Layered support to help through the many transitions

While the rotational employees are entrusted with consequential roles from the start, they also have access to a large network of mentors, peers, and executives to help flatten the learning curve and work through on-the-job and life challenges.

Participants enter as a cohort and pass through a series of networking exercises, professional development workshops, and milestone celebrations together. Johnson found this peer support valuable as she acclimated to professional life and the everyday demands of getting by in New York City.

“We're all going through the same things, like paying rent together for the first time, or moving to a completely different city and just having to do real-life adult things, like figure out taxes, and set up your own health insurance, and all that kind of stuff,” Johnson remembers. “That's been just great starting with a group of people, who then become your friends at work, which can be hard to make as a new employee.”

Executive champions provide another support layer. For Curbishley, who spent the early part of his career in strategy consulting jobs that required constant reorientation to new workplaces and challenges, this sort of embedded support system coupled with demanding work benefits Viacom as much as it does the new employees.

“One of the most important things we do is to develop and invest in our people,” he says. “The market for talent is highly competitive, so we need to focus on identifying the right talent at the outset, then giving them the right set of experiences and a great career path. Everyone’s career trajectory will be different, and if I can help somebody find out where they settle and where they want to build their career, I think that's something that's beneficial to Viacom as a whole.”

Clearing the trail ahead

While it’s not guaranteed, Viacom’s goal is that each participant in a rotational program ends up with a full-time job at the end of the program, if not before.

“Anywhere from the 12- to 18-month mark, we start to talk to them about life after the program,” says Rosenthal.

Both Johnson and Chang found full-time jobs within Viacom – in DBD marketing and Ad Sales operations, respectively – before they’d completed the program.
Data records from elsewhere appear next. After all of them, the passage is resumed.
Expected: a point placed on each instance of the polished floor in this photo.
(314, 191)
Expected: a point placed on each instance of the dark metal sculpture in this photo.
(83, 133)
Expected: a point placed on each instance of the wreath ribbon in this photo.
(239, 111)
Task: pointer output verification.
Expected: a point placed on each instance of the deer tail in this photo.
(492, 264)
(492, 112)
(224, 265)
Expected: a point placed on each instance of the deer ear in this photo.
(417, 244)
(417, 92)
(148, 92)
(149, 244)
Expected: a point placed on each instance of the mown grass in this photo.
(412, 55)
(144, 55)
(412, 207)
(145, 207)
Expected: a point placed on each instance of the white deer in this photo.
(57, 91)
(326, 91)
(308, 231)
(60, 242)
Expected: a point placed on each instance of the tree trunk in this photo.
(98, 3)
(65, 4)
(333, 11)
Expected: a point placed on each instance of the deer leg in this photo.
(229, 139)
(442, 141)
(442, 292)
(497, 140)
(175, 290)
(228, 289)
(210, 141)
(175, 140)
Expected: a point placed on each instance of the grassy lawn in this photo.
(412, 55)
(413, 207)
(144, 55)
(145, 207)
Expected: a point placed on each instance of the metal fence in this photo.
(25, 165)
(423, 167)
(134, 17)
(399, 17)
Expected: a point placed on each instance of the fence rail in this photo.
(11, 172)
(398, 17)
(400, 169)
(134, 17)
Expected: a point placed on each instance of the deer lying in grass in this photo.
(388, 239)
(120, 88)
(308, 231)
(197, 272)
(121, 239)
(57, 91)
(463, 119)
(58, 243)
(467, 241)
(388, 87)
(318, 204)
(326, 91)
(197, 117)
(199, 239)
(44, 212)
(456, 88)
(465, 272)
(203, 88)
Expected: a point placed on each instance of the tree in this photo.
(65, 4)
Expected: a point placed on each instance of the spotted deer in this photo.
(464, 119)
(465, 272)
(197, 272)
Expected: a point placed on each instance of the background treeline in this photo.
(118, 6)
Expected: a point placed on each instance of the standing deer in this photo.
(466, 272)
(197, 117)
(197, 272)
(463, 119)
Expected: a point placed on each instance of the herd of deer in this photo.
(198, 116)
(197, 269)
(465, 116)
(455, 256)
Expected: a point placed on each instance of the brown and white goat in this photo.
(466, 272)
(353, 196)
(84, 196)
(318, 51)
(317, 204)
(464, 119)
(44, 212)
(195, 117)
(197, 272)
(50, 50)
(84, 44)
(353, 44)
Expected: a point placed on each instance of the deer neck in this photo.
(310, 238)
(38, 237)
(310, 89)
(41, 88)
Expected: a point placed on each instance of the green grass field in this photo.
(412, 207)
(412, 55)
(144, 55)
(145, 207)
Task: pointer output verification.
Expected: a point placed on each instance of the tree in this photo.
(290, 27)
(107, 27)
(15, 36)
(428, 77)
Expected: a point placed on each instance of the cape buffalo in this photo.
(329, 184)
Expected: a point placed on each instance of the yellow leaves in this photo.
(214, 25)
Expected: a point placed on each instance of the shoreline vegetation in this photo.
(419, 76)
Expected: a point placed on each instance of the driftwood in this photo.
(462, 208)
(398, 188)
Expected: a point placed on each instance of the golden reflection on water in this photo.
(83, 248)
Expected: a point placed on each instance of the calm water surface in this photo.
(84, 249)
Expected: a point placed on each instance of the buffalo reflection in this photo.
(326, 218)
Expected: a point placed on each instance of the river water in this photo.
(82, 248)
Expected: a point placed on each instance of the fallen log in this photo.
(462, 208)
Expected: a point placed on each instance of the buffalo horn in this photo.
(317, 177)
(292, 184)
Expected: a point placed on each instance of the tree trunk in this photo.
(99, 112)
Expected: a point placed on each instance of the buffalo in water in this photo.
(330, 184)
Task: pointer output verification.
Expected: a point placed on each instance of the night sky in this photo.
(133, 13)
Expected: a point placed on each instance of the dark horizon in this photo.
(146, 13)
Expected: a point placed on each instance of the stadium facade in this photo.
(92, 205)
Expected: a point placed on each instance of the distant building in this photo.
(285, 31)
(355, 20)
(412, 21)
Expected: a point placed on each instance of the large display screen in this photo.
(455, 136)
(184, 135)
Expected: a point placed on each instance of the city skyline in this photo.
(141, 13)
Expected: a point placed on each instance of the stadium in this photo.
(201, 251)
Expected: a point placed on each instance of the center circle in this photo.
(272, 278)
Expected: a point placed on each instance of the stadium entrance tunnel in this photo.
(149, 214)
Both appreciated the time to test out different roles and see where their strengths and interests lay.

“I'm the biggest cheerleader for this MBA rotational program,” says Chang. “There aren’t many roles where you can get a 360-degree view of the operations of one of the largest media companies in the world. During my rotations, I worked on high visibility projects that had lasting impacts to Viacom. I met incredible mentors who challenged and supported me. I learned what I was good at, what I needed to improve, and what I really enjoy. It's been amazing.”